Anand Pandian at anthro{dendum} considers Ursula K Le Guin from the perspective of an anthropology doing fieldwork in cultures very different from their own.
Anthropology.net notes the discovery, in India, of Levallois stone tools dating 385 thousand years, long before the entry of Homo sapiens into the area.
Bad Astronomer Phil Plait shares video, assembled by an amateur astronomer, of the ongoing expansion of debris around the Crab Pulsar.
Centauri Dreams reports on the discovery of organic molecules in the Magellanic Clouds.
D-Brief describes the orca Wikie, who learned six words, while Language Log is skeptical of the idea that Wikie's ability demonstrates anything about the orca capacity for language.

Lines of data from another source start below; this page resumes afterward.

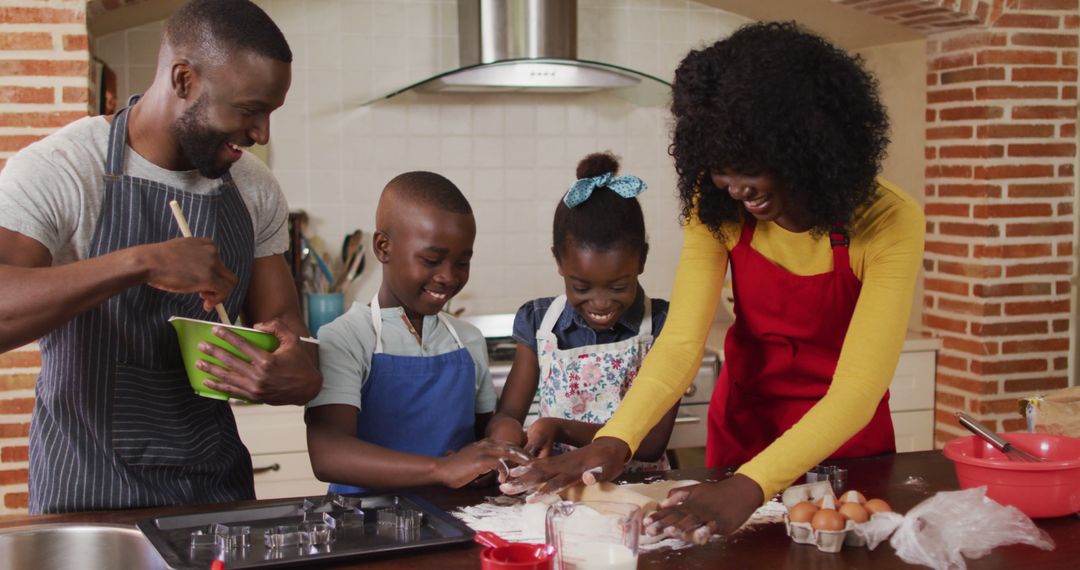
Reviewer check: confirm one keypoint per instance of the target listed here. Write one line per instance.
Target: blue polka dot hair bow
(624, 186)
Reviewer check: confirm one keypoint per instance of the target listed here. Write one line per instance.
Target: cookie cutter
(283, 537)
(203, 538)
(227, 538)
(399, 521)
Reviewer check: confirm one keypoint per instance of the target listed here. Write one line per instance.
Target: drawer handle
(268, 469)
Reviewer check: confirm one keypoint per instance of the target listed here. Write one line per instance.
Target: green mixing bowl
(191, 331)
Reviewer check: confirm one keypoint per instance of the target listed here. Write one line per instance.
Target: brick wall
(1001, 152)
(43, 85)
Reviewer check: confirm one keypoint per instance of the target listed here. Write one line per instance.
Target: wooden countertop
(761, 546)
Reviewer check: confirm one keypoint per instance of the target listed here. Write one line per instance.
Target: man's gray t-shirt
(53, 190)
(347, 344)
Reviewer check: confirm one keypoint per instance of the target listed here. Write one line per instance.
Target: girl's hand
(553, 474)
(699, 511)
(458, 469)
(541, 435)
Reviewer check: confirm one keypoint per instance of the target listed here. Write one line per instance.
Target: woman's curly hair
(773, 98)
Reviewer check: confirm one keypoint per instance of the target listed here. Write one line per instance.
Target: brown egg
(877, 505)
(852, 497)
(827, 519)
(801, 512)
(854, 512)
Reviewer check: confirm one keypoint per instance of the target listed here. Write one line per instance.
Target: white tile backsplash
(512, 154)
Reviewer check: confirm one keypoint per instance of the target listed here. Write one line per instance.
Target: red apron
(781, 353)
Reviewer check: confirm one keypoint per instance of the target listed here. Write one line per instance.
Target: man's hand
(286, 376)
(188, 265)
(699, 511)
(553, 474)
(457, 470)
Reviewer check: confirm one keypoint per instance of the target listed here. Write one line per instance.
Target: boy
(403, 383)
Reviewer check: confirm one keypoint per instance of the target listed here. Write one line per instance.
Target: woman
(779, 139)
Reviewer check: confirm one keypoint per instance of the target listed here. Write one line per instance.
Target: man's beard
(201, 146)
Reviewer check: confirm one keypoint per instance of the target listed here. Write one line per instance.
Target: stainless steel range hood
(528, 45)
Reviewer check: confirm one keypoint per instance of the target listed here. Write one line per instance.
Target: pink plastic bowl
(1040, 490)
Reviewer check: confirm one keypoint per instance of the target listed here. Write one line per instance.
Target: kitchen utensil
(181, 220)
(1040, 489)
(191, 331)
(323, 308)
(594, 534)
(291, 532)
(503, 555)
(981, 430)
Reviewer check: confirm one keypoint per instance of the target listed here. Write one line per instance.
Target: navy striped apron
(116, 423)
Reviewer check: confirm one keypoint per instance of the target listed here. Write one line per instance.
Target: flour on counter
(516, 520)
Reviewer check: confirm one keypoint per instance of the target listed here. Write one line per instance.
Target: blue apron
(422, 405)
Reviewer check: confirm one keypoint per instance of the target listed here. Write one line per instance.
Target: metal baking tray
(316, 529)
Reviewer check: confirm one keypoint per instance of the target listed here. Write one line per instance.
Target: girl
(583, 349)
(778, 144)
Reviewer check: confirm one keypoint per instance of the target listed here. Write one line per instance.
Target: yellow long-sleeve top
(886, 250)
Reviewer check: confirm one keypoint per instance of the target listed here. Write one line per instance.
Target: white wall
(512, 154)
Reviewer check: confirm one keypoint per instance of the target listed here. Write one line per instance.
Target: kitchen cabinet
(912, 399)
(277, 438)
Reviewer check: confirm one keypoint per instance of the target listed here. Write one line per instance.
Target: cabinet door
(285, 475)
(271, 429)
(913, 383)
(915, 430)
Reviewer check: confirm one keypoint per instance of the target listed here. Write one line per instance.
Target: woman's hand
(541, 435)
(553, 474)
(699, 511)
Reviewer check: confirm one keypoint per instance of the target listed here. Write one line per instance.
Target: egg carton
(829, 541)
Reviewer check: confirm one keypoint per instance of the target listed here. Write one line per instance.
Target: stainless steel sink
(65, 546)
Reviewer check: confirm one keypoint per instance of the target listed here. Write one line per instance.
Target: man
(92, 263)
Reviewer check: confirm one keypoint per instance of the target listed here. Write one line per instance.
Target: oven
(691, 423)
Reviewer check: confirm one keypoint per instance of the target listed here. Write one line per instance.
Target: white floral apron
(588, 383)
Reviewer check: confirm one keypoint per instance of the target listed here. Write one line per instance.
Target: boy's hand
(553, 474)
(540, 436)
(457, 470)
(699, 511)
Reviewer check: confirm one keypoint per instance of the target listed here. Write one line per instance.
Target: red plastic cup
(502, 555)
(1050, 488)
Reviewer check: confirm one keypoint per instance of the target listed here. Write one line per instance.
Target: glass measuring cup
(594, 534)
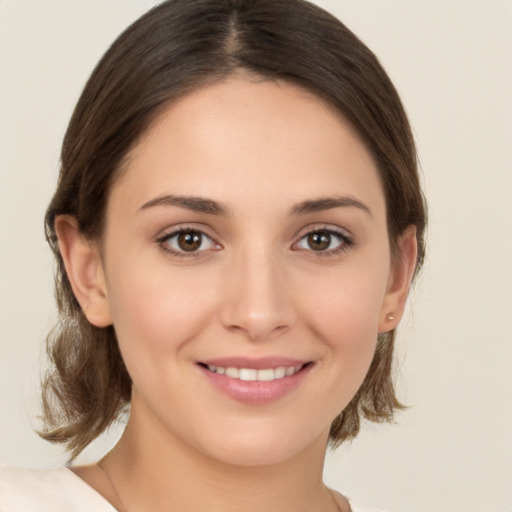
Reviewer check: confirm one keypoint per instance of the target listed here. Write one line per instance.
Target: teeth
(251, 374)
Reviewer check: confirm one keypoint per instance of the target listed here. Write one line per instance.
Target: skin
(256, 287)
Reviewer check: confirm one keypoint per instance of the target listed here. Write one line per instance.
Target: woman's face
(247, 270)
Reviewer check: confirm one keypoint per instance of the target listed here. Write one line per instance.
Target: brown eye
(189, 240)
(186, 241)
(319, 241)
(324, 241)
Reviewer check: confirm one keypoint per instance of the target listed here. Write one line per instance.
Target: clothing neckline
(79, 481)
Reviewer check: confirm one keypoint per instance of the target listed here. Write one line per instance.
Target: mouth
(256, 382)
(255, 374)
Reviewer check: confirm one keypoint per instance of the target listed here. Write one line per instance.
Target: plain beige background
(451, 62)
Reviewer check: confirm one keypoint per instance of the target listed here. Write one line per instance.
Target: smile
(256, 382)
(252, 374)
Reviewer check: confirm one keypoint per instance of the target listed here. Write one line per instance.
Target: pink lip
(255, 392)
(259, 363)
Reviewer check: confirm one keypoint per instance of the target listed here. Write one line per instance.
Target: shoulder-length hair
(178, 47)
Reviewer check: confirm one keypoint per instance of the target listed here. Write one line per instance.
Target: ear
(399, 282)
(84, 269)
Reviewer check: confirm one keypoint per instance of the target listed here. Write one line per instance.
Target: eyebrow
(327, 203)
(197, 204)
(211, 207)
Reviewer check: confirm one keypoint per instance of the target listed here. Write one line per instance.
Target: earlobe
(400, 278)
(84, 269)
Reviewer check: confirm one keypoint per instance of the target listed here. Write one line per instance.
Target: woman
(237, 223)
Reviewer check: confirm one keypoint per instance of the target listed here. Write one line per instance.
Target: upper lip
(259, 363)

Drew Ex Machina describes the politics and technology that went into the launch of Explorer 1, the United States' first satellite.
JSTOR Daily examines the question of why children and teens in the United States convicted of crimes can face such long periods of imprisonment in jail.
Erik Loomis at Lawyers, Guns and Money argues that, sometimes, dialogue is not enough to reach one's opponents.
The LRB Blog considers the apocalyptic imagery tied up in the flooding of the Seine, in Paris.
The Planetary Society Blog celebrates the 14 years of operation of the Mars rover Opportunity, and the science that has come from it.
At Speed River Journal, Van Waffle celebrates the many things that we can learn from trees.